Within hours of Ms. Hutchinson’s testimony ending, several Trump advisers seized on her account that Mr. Trump tried to grab the wheel of the van he was being driven in as by far the most recent allegation. explosive against him, and the only one. they most hoped to discredit.

But several also raised concerns about the committee’s suggestion, late in the day’s hearing, that someone close to Trump tried to manipulate or intimidate the committee’s witnesses by reminding them that Trump reads the panel transcripts. Such interference could be criminally prosecuted.

Mr. Mulvaney, who called the hearing an “impressive two hours”, called the warning about witness tampering a “real bombshell that was dropped”.

Tuesday’s testimony was just the latest instance in which a former Trump aide or administration official raised his right hand and testified under oath about shocking scenes of Trump’s behavior behind closed doors. And Trump has long demonstrated a gravity-defying ability to escape the most dire predicaments and even turn them to his advantage.

His first impeachment trial, in early 2020, was a fundraising bonanza for his re-election campaign and led to a brief uptick in public opinion polls. His second impeachment trial attracted bipartisan support but ultimately failed, and Trump quickly cemented, and has preserved, his position as the most powerful figure in the Republican Party.

Trump reacted to Tuesday’s hearing by posting a dozen messages on his Truth Social website attacking Hutchinson and denying her most explosive testimony.
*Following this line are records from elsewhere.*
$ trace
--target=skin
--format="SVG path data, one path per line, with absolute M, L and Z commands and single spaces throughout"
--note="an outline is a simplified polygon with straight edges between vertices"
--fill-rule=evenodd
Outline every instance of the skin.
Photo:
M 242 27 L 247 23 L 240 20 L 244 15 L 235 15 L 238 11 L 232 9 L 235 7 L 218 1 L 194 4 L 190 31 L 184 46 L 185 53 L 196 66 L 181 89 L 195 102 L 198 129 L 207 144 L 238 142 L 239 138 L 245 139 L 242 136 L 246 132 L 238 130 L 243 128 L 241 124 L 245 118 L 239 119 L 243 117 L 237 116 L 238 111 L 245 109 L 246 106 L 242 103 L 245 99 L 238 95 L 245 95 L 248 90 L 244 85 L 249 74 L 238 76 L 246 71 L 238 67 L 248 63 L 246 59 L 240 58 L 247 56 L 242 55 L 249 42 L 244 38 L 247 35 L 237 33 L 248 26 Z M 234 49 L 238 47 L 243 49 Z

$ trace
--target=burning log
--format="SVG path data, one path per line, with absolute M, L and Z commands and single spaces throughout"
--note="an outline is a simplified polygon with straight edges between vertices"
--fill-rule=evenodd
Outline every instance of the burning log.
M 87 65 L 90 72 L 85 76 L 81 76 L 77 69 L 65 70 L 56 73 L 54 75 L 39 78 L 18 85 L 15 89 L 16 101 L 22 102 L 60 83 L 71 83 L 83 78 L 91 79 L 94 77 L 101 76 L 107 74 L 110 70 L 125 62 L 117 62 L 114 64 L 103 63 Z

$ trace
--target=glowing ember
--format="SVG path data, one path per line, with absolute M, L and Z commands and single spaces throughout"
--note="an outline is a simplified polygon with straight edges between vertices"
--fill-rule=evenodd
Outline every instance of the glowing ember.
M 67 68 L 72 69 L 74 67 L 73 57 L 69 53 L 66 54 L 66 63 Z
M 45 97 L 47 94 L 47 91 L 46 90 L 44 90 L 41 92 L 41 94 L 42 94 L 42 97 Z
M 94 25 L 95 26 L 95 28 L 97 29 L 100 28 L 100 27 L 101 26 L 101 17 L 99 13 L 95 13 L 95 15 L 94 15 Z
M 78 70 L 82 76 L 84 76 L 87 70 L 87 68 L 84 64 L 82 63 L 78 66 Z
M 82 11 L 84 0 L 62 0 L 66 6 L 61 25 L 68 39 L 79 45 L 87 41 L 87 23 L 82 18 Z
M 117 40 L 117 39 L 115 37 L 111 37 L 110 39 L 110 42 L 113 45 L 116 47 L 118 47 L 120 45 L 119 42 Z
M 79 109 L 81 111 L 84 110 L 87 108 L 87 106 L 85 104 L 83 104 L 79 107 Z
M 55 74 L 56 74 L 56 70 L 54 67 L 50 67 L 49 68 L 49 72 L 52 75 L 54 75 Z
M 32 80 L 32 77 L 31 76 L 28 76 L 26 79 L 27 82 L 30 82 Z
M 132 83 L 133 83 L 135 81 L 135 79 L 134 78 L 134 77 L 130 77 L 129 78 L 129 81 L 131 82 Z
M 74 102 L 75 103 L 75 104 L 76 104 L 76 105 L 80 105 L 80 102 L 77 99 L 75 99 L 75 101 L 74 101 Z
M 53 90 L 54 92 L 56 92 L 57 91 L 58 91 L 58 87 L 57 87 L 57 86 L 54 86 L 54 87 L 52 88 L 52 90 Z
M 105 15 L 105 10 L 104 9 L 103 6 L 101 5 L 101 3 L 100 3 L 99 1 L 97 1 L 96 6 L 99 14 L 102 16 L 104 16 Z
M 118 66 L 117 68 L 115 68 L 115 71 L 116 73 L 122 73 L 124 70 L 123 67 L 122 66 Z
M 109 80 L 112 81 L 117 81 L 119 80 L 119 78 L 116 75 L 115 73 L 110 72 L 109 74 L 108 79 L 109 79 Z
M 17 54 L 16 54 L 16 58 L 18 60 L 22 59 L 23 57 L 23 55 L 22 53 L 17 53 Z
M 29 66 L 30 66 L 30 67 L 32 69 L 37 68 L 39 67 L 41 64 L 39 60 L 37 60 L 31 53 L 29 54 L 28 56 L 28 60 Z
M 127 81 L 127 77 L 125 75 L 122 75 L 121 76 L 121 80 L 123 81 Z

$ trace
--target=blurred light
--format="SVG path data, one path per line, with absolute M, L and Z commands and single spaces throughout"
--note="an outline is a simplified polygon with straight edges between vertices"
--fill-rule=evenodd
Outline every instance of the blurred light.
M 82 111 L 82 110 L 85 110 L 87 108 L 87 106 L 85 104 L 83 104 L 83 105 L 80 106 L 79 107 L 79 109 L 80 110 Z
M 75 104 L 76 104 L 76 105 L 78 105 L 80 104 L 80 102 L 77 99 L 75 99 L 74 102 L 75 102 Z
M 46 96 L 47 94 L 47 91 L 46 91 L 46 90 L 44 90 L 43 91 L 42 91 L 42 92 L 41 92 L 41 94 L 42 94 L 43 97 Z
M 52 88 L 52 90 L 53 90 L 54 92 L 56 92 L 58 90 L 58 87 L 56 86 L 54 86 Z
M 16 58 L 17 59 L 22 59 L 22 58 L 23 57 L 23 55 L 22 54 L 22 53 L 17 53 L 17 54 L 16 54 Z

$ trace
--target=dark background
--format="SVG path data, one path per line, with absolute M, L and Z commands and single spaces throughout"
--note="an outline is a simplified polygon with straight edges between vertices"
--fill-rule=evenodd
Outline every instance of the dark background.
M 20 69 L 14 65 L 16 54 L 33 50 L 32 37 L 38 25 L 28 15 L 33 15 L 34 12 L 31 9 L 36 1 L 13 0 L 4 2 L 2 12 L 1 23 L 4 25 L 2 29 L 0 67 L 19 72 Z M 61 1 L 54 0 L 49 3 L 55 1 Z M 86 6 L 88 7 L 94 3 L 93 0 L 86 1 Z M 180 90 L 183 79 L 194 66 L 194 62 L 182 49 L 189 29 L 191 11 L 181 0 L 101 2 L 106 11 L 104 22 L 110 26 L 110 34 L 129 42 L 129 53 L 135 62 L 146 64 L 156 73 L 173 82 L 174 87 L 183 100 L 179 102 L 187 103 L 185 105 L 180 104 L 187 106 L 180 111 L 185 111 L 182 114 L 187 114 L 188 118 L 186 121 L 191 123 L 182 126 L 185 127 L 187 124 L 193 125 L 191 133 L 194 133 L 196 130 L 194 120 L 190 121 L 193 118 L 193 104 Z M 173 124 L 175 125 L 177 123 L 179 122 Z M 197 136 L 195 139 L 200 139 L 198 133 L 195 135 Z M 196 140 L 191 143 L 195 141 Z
He said he never complained about the size of the crowd at his Jan. 6 rally, never claimed Pence deserved to be hanged, and never tried to grab the steering wheel when Secret Service agents refused to take him to Capitol Hill.

“Her false story that I tried to grab the wheel of the White House limousine to take her to the Capitol building is sick and fraudulent, much like that of the deselection committee itself,” Trump wrote.

Trump’s modus operandi has long been to punch holes in specific elements of an accuser’s story as a way to discredit the larger narrative and insist that he’s not particularly concerned about the threat posed by an investigation.

That focus was maintained on Tuesday, as her aides emphasized the extent to which the most explosive parts of Ms. Hutchinson’s testimony were based on rumors that she was relaying to the committee rather than what she herself had witnessed, and asserted that other elements of his account did not agree with his understanding of the facts.